PF retira da rede arquivos com mensagens privadas de ex-assessor de Moraes

Mensagens de Tagliaferro sobre Moraes foram excluídas de pasta de acesso público
Por Renan Ramalho e Aline Rechmann
A Polícia Federal retirou de uma pasta pública na internet arquivos que continham mensagens de WhatsApp do perito Eduardo Tagliaferro, ex-assessor do ministro Alexandre de Moraes, com sua mulher e seu advogado. O material, que continha conversas íntimas entre o casal e protegidas por lei com o advogado ficou disponível por quase duas semanas para acesso público.
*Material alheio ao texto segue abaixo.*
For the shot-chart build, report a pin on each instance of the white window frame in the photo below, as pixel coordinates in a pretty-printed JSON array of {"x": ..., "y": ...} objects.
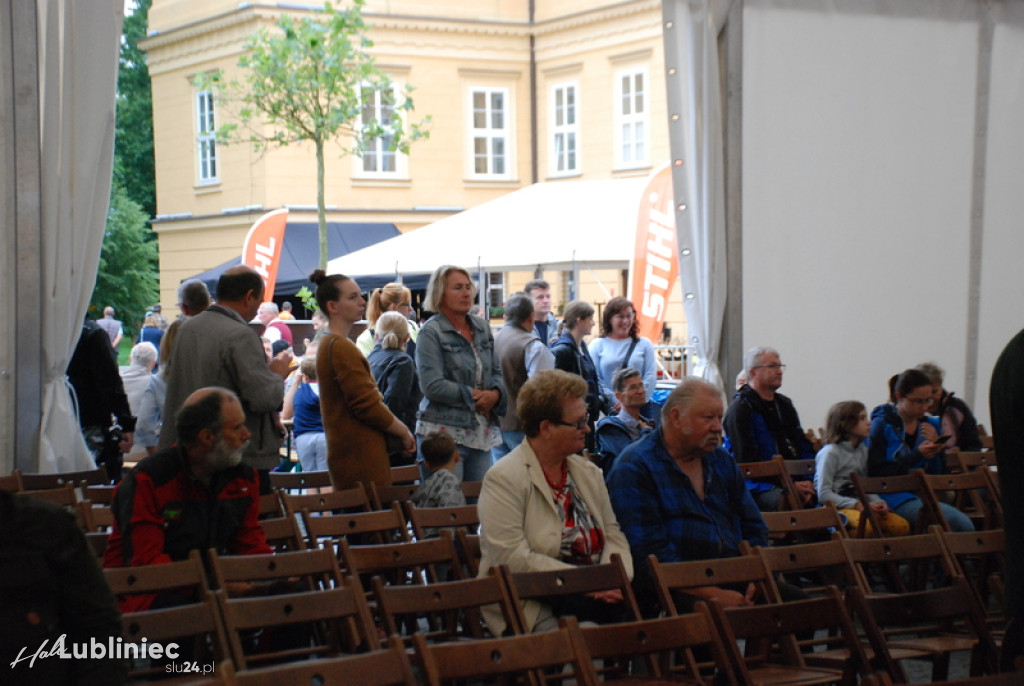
[
  {"x": 632, "y": 118},
  {"x": 206, "y": 138},
  {"x": 496, "y": 291},
  {"x": 377, "y": 151},
  {"x": 493, "y": 137},
  {"x": 564, "y": 116}
]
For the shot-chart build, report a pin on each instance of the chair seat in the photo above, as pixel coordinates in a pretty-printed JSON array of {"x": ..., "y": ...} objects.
[
  {"x": 935, "y": 645},
  {"x": 769, "y": 675}
]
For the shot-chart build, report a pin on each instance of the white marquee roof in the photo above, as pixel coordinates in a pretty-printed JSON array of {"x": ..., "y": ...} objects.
[{"x": 549, "y": 224}]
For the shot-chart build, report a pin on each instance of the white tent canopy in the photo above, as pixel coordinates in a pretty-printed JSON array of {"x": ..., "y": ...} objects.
[{"x": 555, "y": 225}]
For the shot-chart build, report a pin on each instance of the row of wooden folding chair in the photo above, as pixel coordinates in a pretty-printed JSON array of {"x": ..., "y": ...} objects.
[
  {"x": 975, "y": 494},
  {"x": 853, "y": 564},
  {"x": 322, "y": 479},
  {"x": 329, "y": 610}
]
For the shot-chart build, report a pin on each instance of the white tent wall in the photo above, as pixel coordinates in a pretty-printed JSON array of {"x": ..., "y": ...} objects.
[
  {"x": 1001, "y": 311},
  {"x": 57, "y": 82},
  {"x": 858, "y": 135}
]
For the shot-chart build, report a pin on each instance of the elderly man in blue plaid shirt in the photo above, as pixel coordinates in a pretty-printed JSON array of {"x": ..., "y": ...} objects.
[{"x": 679, "y": 496}]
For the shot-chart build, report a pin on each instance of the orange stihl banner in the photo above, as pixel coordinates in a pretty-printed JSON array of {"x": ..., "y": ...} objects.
[
  {"x": 655, "y": 264},
  {"x": 262, "y": 248}
]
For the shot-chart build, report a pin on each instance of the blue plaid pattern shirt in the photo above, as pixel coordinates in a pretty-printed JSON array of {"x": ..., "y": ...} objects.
[{"x": 660, "y": 514}]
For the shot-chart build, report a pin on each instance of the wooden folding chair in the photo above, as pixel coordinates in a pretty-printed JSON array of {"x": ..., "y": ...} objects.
[
  {"x": 468, "y": 547},
  {"x": 444, "y": 611},
  {"x": 981, "y": 557},
  {"x": 389, "y": 667},
  {"x": 899, "y": 564},
  {"x": 378, "y": 526},
  {"x": 800, "y": 470},
  {"x": 98, "y": 495},
  {"x": 823, "y": 521},
  {"x": 770, "y": 631},
  {"x": 269, "y": 506},
  {"x": 95, "y": 518},
  {"x": 972, "y": 495},
  {"x": 50, "y": 481},
  {"x": 195, "y": 627},
  {"x": 523, "y": 656},
  {"x": 427, "y": 522},
  {"x": 929, "y": 622},
  {"x": 471, "y": 489},
  {"x": 187, "y": 576},
  {"x": 11, "y": 482},
  {"x": 406, "y": 474},
  {"x": 882, "y": 485},
  {"x": 407, "y": 562},
  {"x": 548, "y": 587},
  {"x": 335, "y": 502},
  {"x": 317, "y": 623},
  {"x": 667, "y": 644},
  {"x": 812, "y": 566},
  {"x": 774, "y": 471},
  {"x": 383, "y": 497},
  {"x": 299, "y": 480},
  {"x": 283, "y": 533},
  {"x": 278, "y": 572},
  {"x": 968, "y": 462},
  {"x": 65, "y": 496},
  {"x": 679, "y": 577}
]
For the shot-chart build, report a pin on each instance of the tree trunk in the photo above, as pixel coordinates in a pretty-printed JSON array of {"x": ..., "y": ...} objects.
[{"x": 321, "y": 211}]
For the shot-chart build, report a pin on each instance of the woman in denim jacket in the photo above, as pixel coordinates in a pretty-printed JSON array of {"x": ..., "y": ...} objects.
[{"x": 460, "y": 375}]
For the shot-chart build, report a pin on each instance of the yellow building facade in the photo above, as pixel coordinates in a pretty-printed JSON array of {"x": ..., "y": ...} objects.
[{"x": 574, "y": 92}]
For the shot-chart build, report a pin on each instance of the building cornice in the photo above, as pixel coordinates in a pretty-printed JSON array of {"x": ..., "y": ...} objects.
[{"x": 229, "y": 22}]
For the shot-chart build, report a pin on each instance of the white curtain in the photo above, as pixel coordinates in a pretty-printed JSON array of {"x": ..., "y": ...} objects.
[
  {"x": 78, "y": 66},
  {"x": 698, "y": 182}
]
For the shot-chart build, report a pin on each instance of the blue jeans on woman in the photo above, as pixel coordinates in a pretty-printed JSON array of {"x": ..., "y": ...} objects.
[
  {"x": 473, "y": 464},
  {"x": 910, "y": 509}
]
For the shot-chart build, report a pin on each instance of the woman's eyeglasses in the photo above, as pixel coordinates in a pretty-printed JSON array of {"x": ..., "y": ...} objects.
[{"x": 579, "y": 426}]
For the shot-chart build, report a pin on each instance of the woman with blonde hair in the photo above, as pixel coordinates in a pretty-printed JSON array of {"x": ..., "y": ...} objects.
[
  {"x": 571, "y": 355},
  {"x": 393, "y": 297},
  {"x": 395, "y": 373},
  {"x": 460, "y": 375},
  {"x": 355, "y": 419}
]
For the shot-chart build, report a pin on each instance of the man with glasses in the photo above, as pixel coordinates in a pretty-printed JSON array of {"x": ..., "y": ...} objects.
[
  {"x": 619, "y": 430},
  {"x": 761, "y": 423}
]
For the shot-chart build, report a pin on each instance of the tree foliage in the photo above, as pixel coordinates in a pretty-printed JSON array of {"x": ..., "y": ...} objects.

Esses arquivos compõem anexos do inquérito aberto no Supremo Tribunal Federal (STF), sob relatoria de Moraes, para investigar Tagliaferro por suposto cometimento do crime de violação de sigilo funcional, em razão do vazamento de mensagens mais antigas, publicadas na Folha de S.Paulo, em agosto do ano passado, com a equipe do ministro — os diálogos revelaram como ele encomendava relatórios, junto ao Tribunal Superior Eleitoral (TSE), para suspender perfis e remover postagens nas redes sociais.
As mensagens de Tagliaferro com a mulher e o advogado, ocorridas ao longo de 2024, foram capturadas pela PF para investigar se ele foi o responsável pelo vazamento à imprensa das mensagens com a equipe de Moraes. Os arquivos foram disponibilizados numa pasta aberta na rede no último dia 1.º de abril, com link e endereço na internet informado dentro de um relatório com a análise do material.
Nesta quarta-feira (16), após a publicação, na Gazeta do Povo, de mensagens enviadas à sua mulher, em que Tagliaferro expressou temor de ser preso, por ordem de Moraes, ou até morto, caso contasse o que sabia sobre o trabalho que realizava, os arquivos com a íntegra das conversas estavam retirados da pasta pública na internet.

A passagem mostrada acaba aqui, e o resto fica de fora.